Douwe Osinga's Blog: Music on phones

Wednesday, November 19, 2003

Not that long ago, storing music on a computer was something only for the rich music industry. Hard disks were small and CDs large. Harddisks became bigger and cheaper and computers fast enough for eloborate compression schemes. Then Napster happened and suddenly everybody could have their entire music collection of their computers. How long before we have that on our phones?


I strongly belief in integrating new functions into telephones. The dedicated camera only works if you bring it to where you want to take a picture. People will bring their phone anyway, so the phone wins. The same goes for the walkman. Some people care enough about music to carry a iPod or similar with them all  the time, but I don't. However, if the iPod functionality would be integrated in my phone, I would be all for it.


My 3650 Nokia phone has a 16Mbyte memory card. My current Mp3 collection is about 20 Gigabyte, so their is still some way to go here. Of course, I only use maybe 20% of this music on a regular base. I could upgrade to 512Mbyte card and finally use something like ogg or real to compress my music at an acceptable 64Kbits instead of my current 192+Kbs.
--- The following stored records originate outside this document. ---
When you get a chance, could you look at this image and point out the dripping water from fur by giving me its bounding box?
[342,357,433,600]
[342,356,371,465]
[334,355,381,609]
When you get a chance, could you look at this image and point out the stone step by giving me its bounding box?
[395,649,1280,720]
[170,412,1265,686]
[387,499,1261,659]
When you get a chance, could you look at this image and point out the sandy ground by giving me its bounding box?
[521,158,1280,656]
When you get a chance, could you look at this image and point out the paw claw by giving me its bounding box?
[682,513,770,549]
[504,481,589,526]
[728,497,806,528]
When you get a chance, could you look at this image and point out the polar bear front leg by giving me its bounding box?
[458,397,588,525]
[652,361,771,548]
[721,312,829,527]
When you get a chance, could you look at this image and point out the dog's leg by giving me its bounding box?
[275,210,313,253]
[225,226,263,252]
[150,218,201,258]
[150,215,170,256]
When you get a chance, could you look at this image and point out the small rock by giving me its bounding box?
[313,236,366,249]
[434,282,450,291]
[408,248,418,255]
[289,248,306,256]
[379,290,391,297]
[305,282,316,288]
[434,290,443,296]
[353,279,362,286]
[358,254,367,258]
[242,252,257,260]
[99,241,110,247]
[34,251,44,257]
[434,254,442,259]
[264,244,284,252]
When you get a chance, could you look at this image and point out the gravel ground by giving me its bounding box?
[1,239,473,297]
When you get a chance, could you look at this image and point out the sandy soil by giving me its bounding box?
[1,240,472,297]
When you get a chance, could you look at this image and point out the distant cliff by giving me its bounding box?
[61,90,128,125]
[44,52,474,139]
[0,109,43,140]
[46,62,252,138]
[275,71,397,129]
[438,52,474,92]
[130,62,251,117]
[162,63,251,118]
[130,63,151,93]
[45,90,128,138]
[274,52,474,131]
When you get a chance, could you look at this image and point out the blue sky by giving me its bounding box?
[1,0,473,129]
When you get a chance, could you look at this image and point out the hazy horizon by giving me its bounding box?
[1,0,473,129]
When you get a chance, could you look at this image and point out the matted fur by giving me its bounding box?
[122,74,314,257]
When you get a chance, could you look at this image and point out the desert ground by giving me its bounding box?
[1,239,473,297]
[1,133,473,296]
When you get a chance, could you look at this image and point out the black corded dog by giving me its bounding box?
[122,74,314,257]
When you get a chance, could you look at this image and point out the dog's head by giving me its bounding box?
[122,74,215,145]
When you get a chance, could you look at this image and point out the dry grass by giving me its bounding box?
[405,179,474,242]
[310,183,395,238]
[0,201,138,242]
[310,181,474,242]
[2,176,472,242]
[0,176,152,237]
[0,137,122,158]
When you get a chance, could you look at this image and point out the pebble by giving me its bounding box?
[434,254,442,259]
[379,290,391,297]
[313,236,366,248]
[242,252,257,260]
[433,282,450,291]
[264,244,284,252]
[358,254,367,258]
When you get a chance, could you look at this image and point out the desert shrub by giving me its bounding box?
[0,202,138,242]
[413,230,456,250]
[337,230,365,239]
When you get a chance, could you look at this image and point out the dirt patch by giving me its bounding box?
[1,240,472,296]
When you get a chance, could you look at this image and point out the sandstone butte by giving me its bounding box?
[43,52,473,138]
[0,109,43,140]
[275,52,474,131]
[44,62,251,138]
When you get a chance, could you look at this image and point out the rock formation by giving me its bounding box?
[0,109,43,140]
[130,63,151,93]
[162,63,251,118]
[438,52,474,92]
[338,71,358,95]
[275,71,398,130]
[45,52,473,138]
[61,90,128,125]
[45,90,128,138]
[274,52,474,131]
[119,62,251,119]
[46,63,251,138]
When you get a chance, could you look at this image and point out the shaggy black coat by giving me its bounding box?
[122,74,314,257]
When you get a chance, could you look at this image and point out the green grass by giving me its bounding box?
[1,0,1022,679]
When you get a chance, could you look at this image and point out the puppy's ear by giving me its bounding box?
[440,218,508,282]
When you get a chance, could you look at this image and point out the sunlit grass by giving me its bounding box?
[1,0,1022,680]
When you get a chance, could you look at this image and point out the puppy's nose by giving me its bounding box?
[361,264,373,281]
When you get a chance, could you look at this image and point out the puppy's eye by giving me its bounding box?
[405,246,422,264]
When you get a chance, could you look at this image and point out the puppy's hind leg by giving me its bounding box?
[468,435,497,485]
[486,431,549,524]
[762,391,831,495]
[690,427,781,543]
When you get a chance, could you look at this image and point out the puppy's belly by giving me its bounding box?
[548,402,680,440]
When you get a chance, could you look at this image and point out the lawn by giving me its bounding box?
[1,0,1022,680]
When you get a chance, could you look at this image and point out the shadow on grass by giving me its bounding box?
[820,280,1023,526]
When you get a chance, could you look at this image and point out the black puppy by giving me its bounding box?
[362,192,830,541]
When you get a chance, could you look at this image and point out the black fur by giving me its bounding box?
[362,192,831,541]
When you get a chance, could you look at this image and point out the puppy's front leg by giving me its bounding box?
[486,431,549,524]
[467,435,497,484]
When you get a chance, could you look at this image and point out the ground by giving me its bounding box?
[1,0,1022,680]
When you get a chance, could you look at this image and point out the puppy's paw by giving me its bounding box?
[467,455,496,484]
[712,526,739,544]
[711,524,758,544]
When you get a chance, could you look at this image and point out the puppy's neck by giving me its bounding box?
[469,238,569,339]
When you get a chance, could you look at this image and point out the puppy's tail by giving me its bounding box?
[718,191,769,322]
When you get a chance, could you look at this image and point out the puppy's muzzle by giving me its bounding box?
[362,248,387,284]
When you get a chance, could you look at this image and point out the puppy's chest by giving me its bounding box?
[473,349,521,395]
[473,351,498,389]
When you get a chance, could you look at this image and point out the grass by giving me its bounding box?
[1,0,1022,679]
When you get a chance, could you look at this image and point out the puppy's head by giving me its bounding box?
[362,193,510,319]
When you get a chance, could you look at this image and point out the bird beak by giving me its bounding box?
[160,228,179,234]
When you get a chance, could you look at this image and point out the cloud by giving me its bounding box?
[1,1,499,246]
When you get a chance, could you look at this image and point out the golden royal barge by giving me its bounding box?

I would still need a factor 4, but we're getting there.


Oggplay is an ogg player for Symbian and has just released a player for series 60. After converting some mp3s to ogg, and uploading them to my phone and playing around for some time, I had to conclude that the pre-alphaness was to much for my phone. It kept crashing with an error 101 or something. I converted some mp3s to mono 64kbit real format and played them on the phone. It sounded awfull. Give it two more years.